Improving Supplier Information Management with HICX Solutions’ SIM solution provides organizations like yours a new way to deal with challenges related to supplier information, compliance, performance and risk. Our supplier management solutions give you the ability to:
Customize the system to fit your environment
- Generate surveys, workflows, reports, and integration points
- Deploy across an entire enterprise quickly, with the flexibility to add region and location-specific criteria
- Capitalize on deep internal and supplier hierarchies, including legal company, geographical units, organizational units, business functions, location functions, and business relationships
- Map to procurement process sophistication levels (e.g., strategic sourcing, vendor file management and audit/recovery, supply risk management) with the right level of support based on maturity
Collect information on suppliers, and more
- Deploy unlimited, and flexible, initiatives based on your exact requirements
- Use dynamic field permissions and validation rules
- Assess information required by category and commodity
- Enable supplier self-service, or “internally-handled” suppliers
- Allow third-party auditor access to documents, forms, and surveys
- Segment and manage suppliers differently based on status (e.g., active vs. potential)
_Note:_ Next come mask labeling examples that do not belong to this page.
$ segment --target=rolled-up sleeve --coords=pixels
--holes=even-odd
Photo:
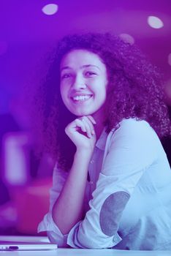
[[[58,197],[67,177],[67,173],[59,170],[56,165],[53,174],[53,187],[50,191],[50,208],[49,212],[45,214],[43,220],[38,226],[38,232],[46,231],[50,241],[58,244],[58,246],[67,246],[67,234],[63,235],[52,217],[53,206]]]
[[[75,248],[111,248],[122,238],[122,213],[143,173],[156,160],[156,135],[143,121],[124,120],[108,135],[102,167],[85,219],[67,236]]]

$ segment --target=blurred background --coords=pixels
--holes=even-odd
[[[170,113],[170,0],[0,0],[0,235],[37,235],[48,210],[53,162],[34,154],[27,96],[58,39],[86,31],[136,43],[163,73]]]

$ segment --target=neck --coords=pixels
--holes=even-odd
[[[102,113],[96,113],[94,115],[92,115],[92,116],[94,117],[94,120],[96,121],[96,124],[94,125],[94,129],[96,132],[96,139],[99,140],[103,129],[104,127],[103,122],[104,120],[104,118],[103,116],[103,115],[102,115]]]

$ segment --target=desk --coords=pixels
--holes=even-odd
[[[110,249],[63,249],[48,251],[1,252],[1,256],[170,256],[171,251],[123,251]]]
[[[0,236],[0,241],[48,242],[47,237]],[[124,251],[113,249],[58,248],[47,251],[1,251],[0,256],[170,256],[171,251]]]

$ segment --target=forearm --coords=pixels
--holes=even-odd
[[[53,208],[53,219],[63,234],[82,219],[91,154],[77,151],[63,189]]]

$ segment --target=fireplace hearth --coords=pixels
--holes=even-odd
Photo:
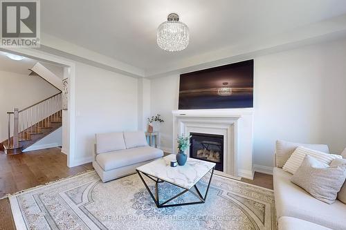
[[[215,169],[224,171],[224,135],[190,133],[190,157],[216,163]]]

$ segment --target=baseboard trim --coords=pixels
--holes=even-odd
[[[161,147],[161,146],[157,146],[157,148],[160,148],[165,153],[173,153],[173,150],[171,148],[165,148],[165,147]]]
[[[264,165],[254,164],[253,171],[261,173],[273,175],[273,167]]]
[[[65,148],[62,148],[62,153],[65,155],[67,155],[67,151],[65,150]]]
[[[244,178],[253,180],[253,175],[254,174],[255,174],[255,172],[253,171],[238,169],[238,176]]]
[[[82,160],[73,161],[73,162],[72,164],[70,164],[69,167],[70,167],[70,168],[75,167],[77,166],[80,166],[82,164],[92,162],[93,161],[93,156],[87,157],[85,157],[85,158],[82,159]]]
[[[28,146],[28,148],[24,149],[22,152],[35,151],[36,150],[59,147],[60,146],[61,146],[61,145],[57,144],[57,143],[51,143],[51,144],[39,144],[39,145],[35,145],[34,144],[34,145],[32,145],[30,146]]]

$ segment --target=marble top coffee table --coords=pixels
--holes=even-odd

- Store and manage documents such as contracts and insurance certificates with full check-in, check-out and revision control as well as expiration reminders
- Collect information from downstream systems for a holistic view of supplier spend, payment dates, and late shipments
Capitalize on automated workflows and approvals
- Build and deploy workflows from a graphical interface
- Leverage complex workflows that model your compliance needs, whether dynamic routing, parallel, serial, to individual, or to role
- Ensure that process/workflow changes do not disrupt work in progress
- Extend workflows locally to meet process variations
Communicate with all necessary stakeholders
- Use surveys and forms to collect information from both internal stakeholders and suppliers
- Notify individuals by alerts and emails when action is required
- Escalate issues as needed
- Communicate content- and requirements-based business relationships, versus a “one size fits all” communication
Integrate with relevant systems
- Syndicate relevant data to downstream and/or upstream systems
- Leverage standard punch-outs for key information – OFAC/Debarment, IBAN, TIN match
- Incorporate Dun & Bradstreet information – standardized addresses, corporate linkages, commodity codes, risk scores, and corporate summaries
Gain insight into all aspects of your supplier relationships
- Review your most critical indicators in concise dashboards tailored to your exact needs
- Leverage standard reports and ad-hoc reports that access all captured supplier information
- Export data for use within existing BI (business intelligence) tools
- Search via structured criteria or use full-text searches across all supplier information – including within documents and dynamic fields
- Audit any aspect of the information: who made changes , from what, and when
Featured Case Study
A large global pharmaceutical manufacturer, with 30 ERP systems and 800,000+ suppliers, struggled with onboarding and compliance issues. With HICX Solutions they were able to centralize and enrich their supplier and spend data, run risk assessments, and ensure compliance. By streamlining their process and gaining visibility, they were able to recover over $1,000,000 in hard dollar savings annually.